Software Used by Volt Typhoon
...

  • certutil (S0160): Used for tasks such as archiving data, deobfuscating/decoding files or information, ingress tool transfer, and subverting trust controls by installing root certificates.
  • Impacket (S0357): Utilized for activities such as Adversary-in-the-Middle attacks, network sniffing, OS credential dumping (including NTDS and LSASS memory), stealing or forging Kerberos tickets, and Windows Management Instrumentation.
  • ipconfig (S0100): Employed for system network configuration discovery.
  • Mimikatz (S0002): Used for various purposes, including access token manipulation, credentials theft, OS credential dumping, and more.
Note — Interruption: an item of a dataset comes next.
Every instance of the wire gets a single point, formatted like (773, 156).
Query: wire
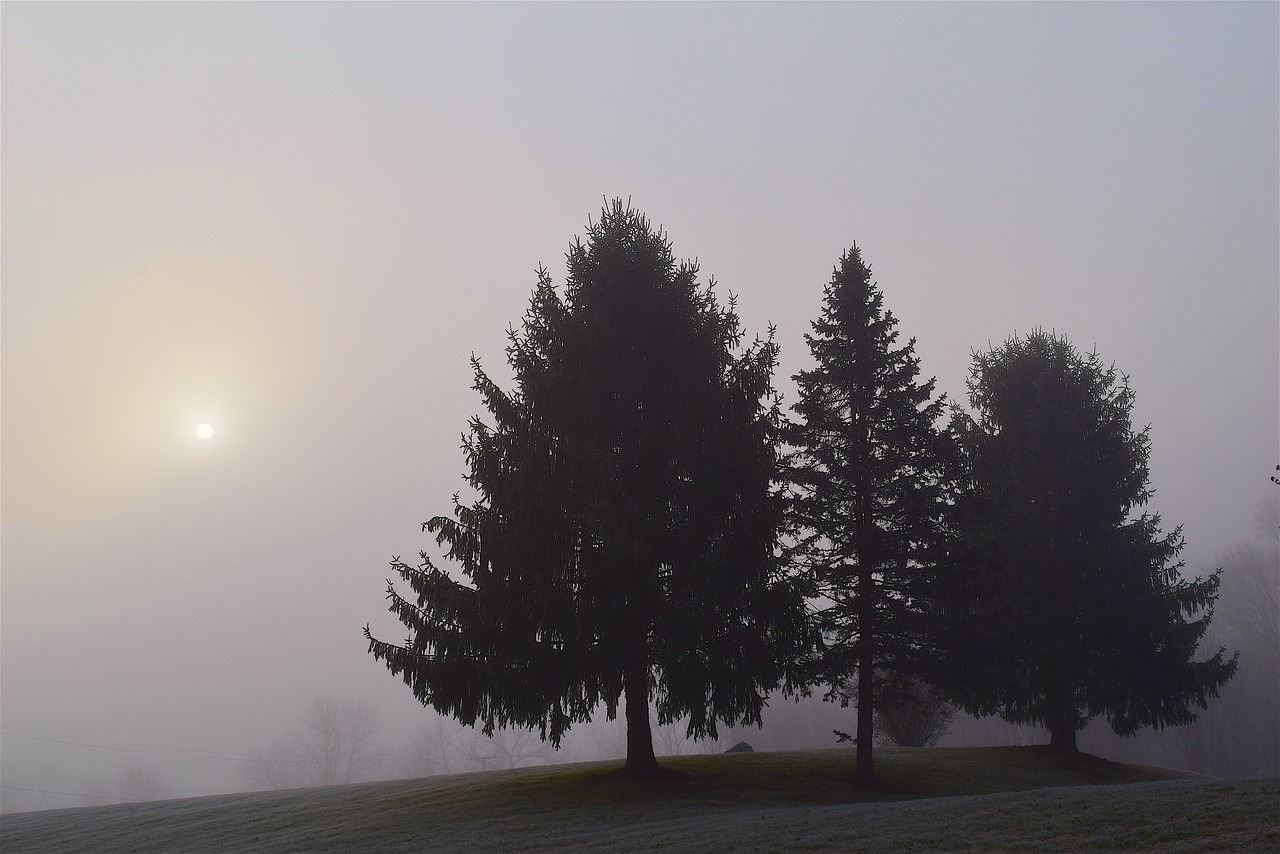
(77, 794)
(127, 747)
(91, 780)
  • Net (S0039): Utilized for account discovery, creating and managing accounts, indicator removal, network share operations, password policy discovery, permission groups discovery, remote services, remote system discovery, system network connections discovery, system service discovery, and system time discovery.
  • netsh (S0108): Used for event-triggered execution, impairing defenses, proxying, and software discovery.
  • netstat (S0104): Employed for system network connections discovery.
  • Nltest (S0359): Utilized for domain trust discovery, remote system discovery, and system network configuration discovery.
  • Ping (S0097): Employed for remote system discovery.
  • Systeminfo (S0096): Used for system information discovery.
  • Tasklist (S0057): Employed for process discovery, software discovery (including security software), and system service discovery.
  • Wevtutil (S0645): Utilized for data extraction from local systems, impairing defenses by disabling Windows Event Logging, and indicator removal by clearing Windows Event Logs.